Teenage girls with endometriosis are not diagnosed early enough and are too often left trying to manage the painful, sometimes debilitating symptoms without support.
March 5th to 11th 2012 is endometriosis awareness week, and Jean Hailes for Women’s Health wants to tell adolescent girls that severe period pain is not normal – it should be investigated by a GP or gynaecologist, and endometriosis should be considered as a possible diagnosis.
“We’ve always believed that endometriosis occurs later on in life, and that adolescents just don’t get it, but they do,” says Dr Elizabeth Farrell, gynaecologist and Acting Medical Director at Jean Hailes. “Some girls are living with severe period pain that affects their ability to function day to day. They have to take time off school or work and are told, or just believe, that severe period pain is just part of being a woman. It isn’t.”
Endometriosis affects about 1 in 10 Australian women: Endometrial tissue, which normally lines the uterus, grows outside the uterus and attaches to the ovaries, the lining of the pelvis and sometimes the uterus, bowel or bladder. This misplaced tissue can bleed onto surrounding tissues and cause irritation, inflammation and scarring. Symptoms include heavy and prolonged bleeding, severe period or abdominal pain, pain during or after sex, tiredness, mood changes and bloating.
On average, it takes about seven years to diagnose endometriosis; but when it occurs in adolescence this can take even longer, allowing the disease to progress further and placing women’s fertility at further risk.
Endometriosis in adolescents needs careful management to reduce future health complications, says Dr Farrell. The current gold standard for definitively diagnosing endometriosis is laparoscopy – keyhole surgery – but this should be delayed for as long as possible in younger women with suspected endometriosis.
“I would recommend trying hormonal suppression of the periods – such as prescribing the Pill – to dampen down the progress of what you think could be endometriosis, and avoid surgery until later,” says Dr Farrell. “The aim is to manage symptoms, reducing pain and bleeding so the young woman can function normally. We may do that until the young woman is at the end of her school years and then, if symptoms are still there, that may be the better time to do a laparoscopy to confirm endometriosis.”
For more information, visit www.endometriosis.org.au
Published with the permission of Jean Hailes for Women’s Health
– 1800 JEAN HAILES (532 642)
Dianne says
I was put on the pill at 15 due to heavy, painful periods. I stayed on the pill until I was 37. Many times I stopped taking the pill to see if my periods would be normal, but they never were.
Things got bad when I started get pains going to the toilet.
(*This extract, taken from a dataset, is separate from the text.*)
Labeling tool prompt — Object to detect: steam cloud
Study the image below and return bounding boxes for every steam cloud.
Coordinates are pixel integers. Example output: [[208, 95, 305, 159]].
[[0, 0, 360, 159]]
This only happened when I had my period. I would get bad pains trying to urinate. Worse was the pain when I did a poo. Some times I almost passed out from the pain. This is when I went to a gynaecologist. He told me to reduce my stress and lose weight. That was it. No ultrasounds, no further investigations. Being in my 20’s at the time, I wasn’t assertive enough to argue or insist on a second opinion.
At 36 I got married. At 37 I went off the pill to try and get pregnant. At 38 or 39 I went to a different gynaecologist to find out why I wasn’t falling pregnant. That is when the investigations started and I had a laproscopy. By this stage I had lots of endometriosis (endo for short). It was on the bowel and bladder (hence the pain when going to the toilet) and was on the back of my uterus, attaching it to the pelvic wall.
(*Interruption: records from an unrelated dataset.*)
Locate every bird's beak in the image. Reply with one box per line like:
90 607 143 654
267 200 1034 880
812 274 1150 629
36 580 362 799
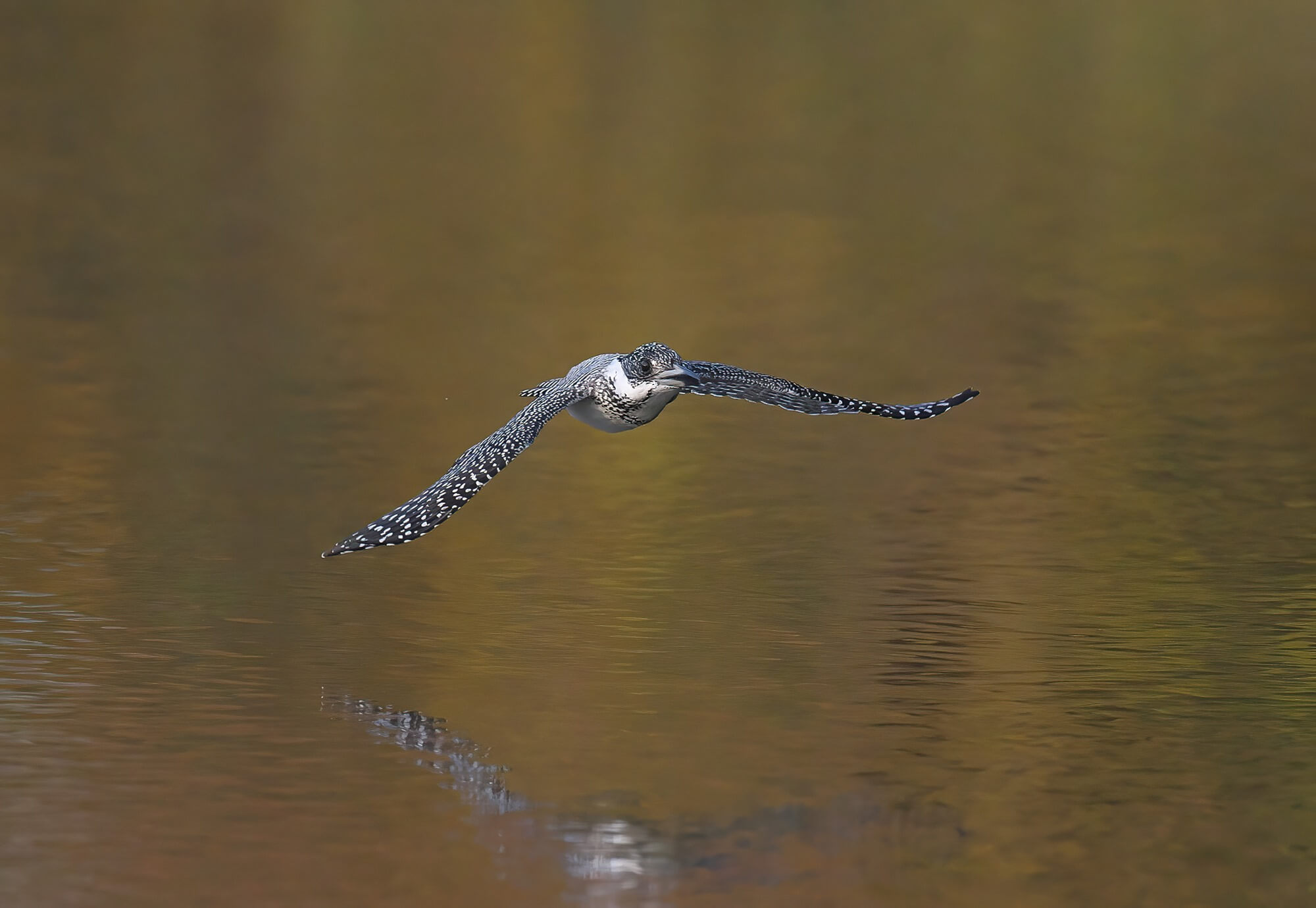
654 366 699 388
I now faced the choice – operate to remove the endo, then have considerable recovery time before there would be any chance to fall pregnant, or go on hormones to improve my chances of getting pregnant. Given my age, I chose the hormones. No time to waste, I thought. Unfortunately the hormone also accelerated the endo activity, making it all worse.
At 41 I had a hysterectomy, removing the uterus, tubes and ovaries and removal of most of the endometriosis (some was left growing into my bowel, rather than having part of the bowel removed). With the ovaries gone and therefore the hormones that support the endo, it was hoped the residual endo would die off.
So at 41 I was childless, uterus-less and suddenly menopausal. Not quite what I expected would happen in my life.
The moral of my story … listen to your own body. If you think something is not right, see a medical professional. If you are not happy with their treatment or findings, be assertive and seek another opinion. It is your body and your life and you only get one shot at it.
Azure Skye says
Sorry to hear of all the physical & emotional pain you had to go through.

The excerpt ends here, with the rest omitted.